Are you sure only one thing makes sense? What if i need integers that are larger than a short, but the range of values (max-min)
is actually small. Then a Packed impl could make more sense. So we should think about this...
I understand your point, I am myself a big supporter of packed ints and plan to use them probably more often than fixed ints, but I still think that fixed_ints would be a good default (no one would be surprised if the doc values of a field which is an int in their schema require 4 bytes per value).
But if Lucene was able to switch automatically from packed ints to fixed_ints if they have less than x% overhead, this would be great!
Well I don't think there should be so many types
If you want to sort on a String field, there are 6 available types. And I think it should be easy for people getting started with Solr to do simple things such as sorting data without having to understand the different trade-offs of these doc values types in order to choose one. Otherwise the risk is that they keep using the field cache instead because they find it more convenient.
(I hate this argument because some people will certainly have troubles with SORTED doc values on a unique field of a very large index, but anyway it is still better than the field cache?)
In my opinion instead of IndexWriter streaming docvalues to the codec directly, only to have the codec buffer up in ram and use
Counter for accounting, IndexWriter should buffer and things like STRAIGHT/VAR would just be optimizations...
I'm still worried about this case: I don't like them treated as stored fields. Its only going to be more seeks if people have disk-enabled dvs that we must fetch in addition to the stored fields.

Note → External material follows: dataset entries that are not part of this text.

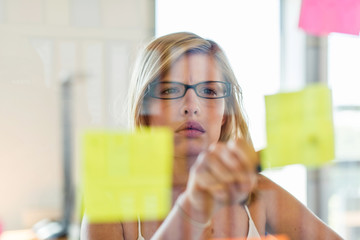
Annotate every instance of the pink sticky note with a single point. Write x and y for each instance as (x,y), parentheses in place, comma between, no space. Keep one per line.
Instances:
(321,17)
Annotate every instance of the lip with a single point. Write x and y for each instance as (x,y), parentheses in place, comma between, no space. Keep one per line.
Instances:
(191,129)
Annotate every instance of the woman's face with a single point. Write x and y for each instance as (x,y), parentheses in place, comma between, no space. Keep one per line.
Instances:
(196,122)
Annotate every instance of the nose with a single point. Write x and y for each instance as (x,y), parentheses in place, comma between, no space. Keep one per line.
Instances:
(190,105)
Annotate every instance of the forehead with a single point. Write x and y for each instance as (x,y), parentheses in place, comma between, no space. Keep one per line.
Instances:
(193,68)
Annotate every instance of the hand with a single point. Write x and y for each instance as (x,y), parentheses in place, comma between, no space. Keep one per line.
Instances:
(224,174)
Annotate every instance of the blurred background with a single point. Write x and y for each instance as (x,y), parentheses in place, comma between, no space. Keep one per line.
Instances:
(65,66)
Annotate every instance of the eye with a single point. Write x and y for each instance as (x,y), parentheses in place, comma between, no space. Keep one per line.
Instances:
(167,91)
(208,91)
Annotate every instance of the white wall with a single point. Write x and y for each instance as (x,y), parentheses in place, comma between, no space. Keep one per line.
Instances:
(38,40)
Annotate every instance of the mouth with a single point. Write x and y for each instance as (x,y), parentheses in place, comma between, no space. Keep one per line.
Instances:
(191,129)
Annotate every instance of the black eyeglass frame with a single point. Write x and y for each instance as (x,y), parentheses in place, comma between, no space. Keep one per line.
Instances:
(187,87)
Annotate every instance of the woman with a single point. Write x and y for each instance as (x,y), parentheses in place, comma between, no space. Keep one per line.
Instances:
(185,82)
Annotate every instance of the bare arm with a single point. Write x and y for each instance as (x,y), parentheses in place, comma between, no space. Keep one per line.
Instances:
(286,215)
(223,175)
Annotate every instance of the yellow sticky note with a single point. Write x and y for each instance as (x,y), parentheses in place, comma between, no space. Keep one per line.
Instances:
(127,175)
(299,128)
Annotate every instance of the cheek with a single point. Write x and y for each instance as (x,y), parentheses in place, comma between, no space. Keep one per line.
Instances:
(161,113)
(215,119)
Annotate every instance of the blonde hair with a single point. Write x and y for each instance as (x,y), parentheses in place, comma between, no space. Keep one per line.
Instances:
(155,61)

I havent looked at the relevant bits, but is it possible we could treat "*" as just meaning the stored fields still? Basically, if you CHOOSE to
request them, you get them, but we don't do anything trappy.
If we allow for direct doc values, this makes sense to not load them by default, but I think we should add documentation to the example schema.xml so that people know that it is wasteful to store fields if doc values are enabled and in memory, and that they can be added very easily to the response by adding the field name to the fl parameter.
In case the unique key has doc values and is not stored, maybe it still makes sense to fetch it when fl=*?